Beauty is a perceptual experience that gives pleasure and meaning to the senses. It can be found in objects, people and ideas, including those that challenge or excite us. But it is most easily found in a person or object that makes you feel comfortable with yourself and at ease with the world around you. A feeling like this can be described as being “at home” with yourself and your place in the universe, and it is what we often refer to when talking about a beautiful person or a beautiful thing.
For the ancient Greeks, beauty was a concept that included both what could be called physical or material beauty and what might be called spiritual or intellectual beauty. The Greeks thought that beautiful objects and objects of art were pleasing to the eye because they reflected or imitated certain proportions and relations between parts that are inherent in the nature of those things. These proportions were based on geometrical laws, such as the golden ratio. The ancients compared these geometrical laws to human features, such as the proportion of a head to a body or the symmetry of a face. They believed that a good ruler was one who followed these proportions.

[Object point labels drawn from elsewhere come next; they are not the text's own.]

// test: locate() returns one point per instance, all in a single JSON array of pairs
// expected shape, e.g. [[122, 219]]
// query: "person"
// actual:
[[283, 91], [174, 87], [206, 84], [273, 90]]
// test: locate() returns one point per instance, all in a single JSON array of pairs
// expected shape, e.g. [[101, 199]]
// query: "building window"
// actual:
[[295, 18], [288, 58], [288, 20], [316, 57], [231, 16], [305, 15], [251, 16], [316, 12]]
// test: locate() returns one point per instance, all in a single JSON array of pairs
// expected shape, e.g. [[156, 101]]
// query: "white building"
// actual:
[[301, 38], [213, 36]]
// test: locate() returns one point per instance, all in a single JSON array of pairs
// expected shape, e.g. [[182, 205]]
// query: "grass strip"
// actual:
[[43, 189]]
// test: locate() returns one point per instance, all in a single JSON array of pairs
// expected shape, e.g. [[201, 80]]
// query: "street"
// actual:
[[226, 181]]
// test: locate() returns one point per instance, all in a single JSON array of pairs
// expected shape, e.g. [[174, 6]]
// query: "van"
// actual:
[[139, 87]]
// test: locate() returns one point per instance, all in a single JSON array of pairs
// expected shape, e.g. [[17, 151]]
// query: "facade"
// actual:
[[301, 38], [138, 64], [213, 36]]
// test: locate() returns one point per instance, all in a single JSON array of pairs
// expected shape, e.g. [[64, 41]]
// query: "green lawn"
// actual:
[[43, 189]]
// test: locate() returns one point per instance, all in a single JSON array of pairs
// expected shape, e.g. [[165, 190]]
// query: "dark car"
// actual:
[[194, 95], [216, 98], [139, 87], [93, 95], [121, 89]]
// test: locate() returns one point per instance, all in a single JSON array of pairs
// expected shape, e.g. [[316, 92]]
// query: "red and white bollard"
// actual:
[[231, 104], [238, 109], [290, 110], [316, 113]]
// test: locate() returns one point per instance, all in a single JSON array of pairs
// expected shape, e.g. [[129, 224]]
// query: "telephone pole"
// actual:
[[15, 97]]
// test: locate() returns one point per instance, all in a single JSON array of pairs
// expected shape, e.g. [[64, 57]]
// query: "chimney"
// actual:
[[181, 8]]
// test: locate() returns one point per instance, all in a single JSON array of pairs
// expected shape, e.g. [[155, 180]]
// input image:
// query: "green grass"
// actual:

This philosophy of beauty and its connection to the natural order was influential for centuries. Aristotle expanded on Plato’s ideas, making beauty a result of a harmony between the object and the beholder. He also believed that the object of beauty must be useful, so that a person who uses or admires it can be benefited from its use or function. He also compared the parts of a beautiful object to musical instruments, so that they are ordered and adjusted to play well together.
Some eighteenth-century philosophers, such as Kant and Hume, perceived that something important was lost when beauty was treated purely as a subjective state. They saw that controversies and disagreements arise about whether certain objects or works of art are beautiful, and they pointed out that reasons can be given to support the claims of those who believe the objects are. Moreover, they understood that if the judgment of beauty is merely a matter of personal preference or desire, it loses its significance as an objective value for all persons and societies.
Other philosophers, such as Santayana and Schopenhauer, treated beauty as a kind of objectified pleasure. This treatment of beauty avoids philistinism by enriching the concept of pleasure to include not only hedonic pleasure, but also pleasure in the act of using a work or experiencing it as especially pleasurable and satisfying. This approach is sometimes referred to as aesthetic utilitarianism.